Listen, Think, Transcribe: Continuous Latent Test-Time Scaling for ASR
2026-07-06 • Sound
Sound
AI summaryⓘ
The authors propose LatentASR, a method that improves speech recognition by adding a small, trainable component to an existing frozen model without changing it directly. This component refines some internal settings step-by-step and decides if more effort is needed to understand difficult spoken inputs. They show that unlike other methods that need lots of data, LatentASR helps reduce errors especially on hard and accented speech, even with very little training data. Their method also saves computational resources by stopping early when extra work isn't helpful.

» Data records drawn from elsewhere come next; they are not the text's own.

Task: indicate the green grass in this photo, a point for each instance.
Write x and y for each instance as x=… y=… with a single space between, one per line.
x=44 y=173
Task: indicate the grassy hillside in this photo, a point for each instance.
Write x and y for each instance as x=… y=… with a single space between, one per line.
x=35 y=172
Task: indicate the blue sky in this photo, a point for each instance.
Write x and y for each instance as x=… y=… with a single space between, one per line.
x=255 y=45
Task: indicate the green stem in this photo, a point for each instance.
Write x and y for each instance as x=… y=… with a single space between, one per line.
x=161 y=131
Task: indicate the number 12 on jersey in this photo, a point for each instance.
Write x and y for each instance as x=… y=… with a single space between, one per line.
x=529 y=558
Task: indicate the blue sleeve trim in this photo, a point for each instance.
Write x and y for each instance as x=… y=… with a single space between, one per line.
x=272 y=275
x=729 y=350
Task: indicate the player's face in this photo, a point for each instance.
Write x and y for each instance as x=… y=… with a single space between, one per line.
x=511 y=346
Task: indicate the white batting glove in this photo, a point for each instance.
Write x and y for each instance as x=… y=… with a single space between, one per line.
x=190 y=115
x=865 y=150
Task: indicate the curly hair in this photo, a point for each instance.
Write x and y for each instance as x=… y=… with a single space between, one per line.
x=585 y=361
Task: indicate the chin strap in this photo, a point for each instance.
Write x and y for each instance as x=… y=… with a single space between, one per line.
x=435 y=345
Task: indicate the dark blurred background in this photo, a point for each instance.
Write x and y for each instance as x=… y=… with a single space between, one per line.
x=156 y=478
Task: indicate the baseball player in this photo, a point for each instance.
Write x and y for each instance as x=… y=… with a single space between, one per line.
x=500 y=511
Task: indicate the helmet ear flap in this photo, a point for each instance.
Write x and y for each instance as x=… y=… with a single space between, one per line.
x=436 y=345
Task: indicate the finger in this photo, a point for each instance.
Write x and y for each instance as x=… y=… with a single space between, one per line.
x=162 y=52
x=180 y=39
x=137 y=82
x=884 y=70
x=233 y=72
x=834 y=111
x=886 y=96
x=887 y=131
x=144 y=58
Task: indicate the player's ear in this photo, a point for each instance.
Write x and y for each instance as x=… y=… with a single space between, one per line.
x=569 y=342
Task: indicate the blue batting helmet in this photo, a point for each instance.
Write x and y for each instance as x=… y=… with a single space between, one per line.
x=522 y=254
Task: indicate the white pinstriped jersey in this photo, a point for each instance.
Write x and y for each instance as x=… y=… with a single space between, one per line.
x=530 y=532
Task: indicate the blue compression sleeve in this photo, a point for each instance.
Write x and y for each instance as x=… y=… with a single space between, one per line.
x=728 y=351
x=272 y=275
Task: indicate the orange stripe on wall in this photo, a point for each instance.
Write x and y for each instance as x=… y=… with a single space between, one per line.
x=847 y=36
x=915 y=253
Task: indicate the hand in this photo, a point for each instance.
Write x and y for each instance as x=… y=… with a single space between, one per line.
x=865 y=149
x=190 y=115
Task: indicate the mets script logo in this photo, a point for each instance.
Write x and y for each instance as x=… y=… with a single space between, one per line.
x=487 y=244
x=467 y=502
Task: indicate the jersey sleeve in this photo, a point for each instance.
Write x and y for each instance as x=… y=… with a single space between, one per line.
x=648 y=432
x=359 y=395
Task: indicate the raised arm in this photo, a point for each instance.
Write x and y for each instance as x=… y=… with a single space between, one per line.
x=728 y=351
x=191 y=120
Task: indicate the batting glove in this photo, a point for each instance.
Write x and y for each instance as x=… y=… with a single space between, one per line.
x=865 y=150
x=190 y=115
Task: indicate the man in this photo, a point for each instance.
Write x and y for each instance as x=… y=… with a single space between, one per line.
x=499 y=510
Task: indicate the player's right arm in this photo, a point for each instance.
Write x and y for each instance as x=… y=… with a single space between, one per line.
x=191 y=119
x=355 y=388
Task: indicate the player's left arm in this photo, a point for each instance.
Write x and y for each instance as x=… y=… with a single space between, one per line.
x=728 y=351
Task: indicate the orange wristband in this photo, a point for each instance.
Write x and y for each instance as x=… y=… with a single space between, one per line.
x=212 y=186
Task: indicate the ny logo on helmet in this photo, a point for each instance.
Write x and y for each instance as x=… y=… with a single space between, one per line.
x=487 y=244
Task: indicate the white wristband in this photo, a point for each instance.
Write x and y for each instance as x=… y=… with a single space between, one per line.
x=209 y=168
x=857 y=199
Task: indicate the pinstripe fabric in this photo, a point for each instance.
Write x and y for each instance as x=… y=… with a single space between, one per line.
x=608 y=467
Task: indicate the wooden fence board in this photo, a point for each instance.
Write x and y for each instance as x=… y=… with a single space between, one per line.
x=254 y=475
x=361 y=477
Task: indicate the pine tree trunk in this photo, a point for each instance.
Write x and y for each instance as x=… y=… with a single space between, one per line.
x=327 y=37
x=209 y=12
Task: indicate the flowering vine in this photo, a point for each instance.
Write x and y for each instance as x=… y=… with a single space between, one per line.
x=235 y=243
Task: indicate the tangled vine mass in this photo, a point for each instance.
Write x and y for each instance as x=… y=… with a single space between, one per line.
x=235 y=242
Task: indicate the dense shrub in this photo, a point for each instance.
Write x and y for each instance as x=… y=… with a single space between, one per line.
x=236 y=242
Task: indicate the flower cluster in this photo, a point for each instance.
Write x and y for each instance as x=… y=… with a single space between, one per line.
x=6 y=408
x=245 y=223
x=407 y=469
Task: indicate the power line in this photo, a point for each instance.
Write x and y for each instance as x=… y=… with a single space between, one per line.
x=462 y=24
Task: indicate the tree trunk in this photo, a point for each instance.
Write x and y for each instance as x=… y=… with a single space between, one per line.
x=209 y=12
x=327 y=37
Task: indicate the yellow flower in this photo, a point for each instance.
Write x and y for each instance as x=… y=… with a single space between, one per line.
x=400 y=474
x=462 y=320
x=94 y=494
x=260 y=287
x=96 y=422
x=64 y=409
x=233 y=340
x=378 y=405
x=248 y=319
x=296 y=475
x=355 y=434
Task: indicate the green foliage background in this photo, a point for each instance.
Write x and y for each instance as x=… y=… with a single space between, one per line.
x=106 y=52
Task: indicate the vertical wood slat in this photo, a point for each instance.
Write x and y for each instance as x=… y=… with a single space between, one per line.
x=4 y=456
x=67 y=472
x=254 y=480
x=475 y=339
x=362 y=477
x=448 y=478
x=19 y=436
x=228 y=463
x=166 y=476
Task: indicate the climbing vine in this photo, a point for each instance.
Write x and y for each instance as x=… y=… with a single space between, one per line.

ASRend-to-end modelstest-time adaptationlatent vectorsWERfrozen backboneparameter-efficient tuningaccented speechdynamic haltingcode-switching
Authors
Ho Lam Chung, Yiming Chen, Dau-Cheng Lyu, Hsiao-Tsung Hung, Hung-yi Lee
Abstract
End-to-end ASR models transcribe in a single pass, leaving no room for the decoder to revisit hard inputs. We propose LatentASR, a parameter-efficient method that adds continuous latent test-time scaling to a frozen ASR backbone. Two small trainable modules drive it: a Latent Adapter that iteratively refines a few latent prefix positions through bounded, stabilized updates, and a Value Head that predicts whether extra computation will help and halts the loop early. The Qwen3-ASR-0.6B backbone stays fully frozen, and we train only ~4M extra parameters. We activate this loop with a deliberately small, diverse 500-utterance training set. Under this minimal-data regime, standard adaptation methods all regress: full fine-tuning, LoRA, and prompt tuning each increase WER. LatentASR is the only tested method that reduces WER on both clean benchmarks (FLEURS -2.54% and VoxPopuli -0.47% relative). The reductions are concentrated on intrinsically hard inputs. On accented and code-switched speech (ASCEND), LatentASR achieves a 16.0% relative CER reduction. Across 30 FLEURS languages (23,049 utterances), the multilingual WER decreases uniformly across resource tiers, confirming that the adapter generalizes without overfitting. Dynamic halting preserves most of the clean-set reduction at a fraction of the compute, skipping roughly half of all utterances at the entry gate. Our results show that a small, carefully chosen activation set can switch on test-time scaling inside a frozen ASR model without corrupting the model itself, converting fixed per-utterance compute into input-dependent compute where it is most needed.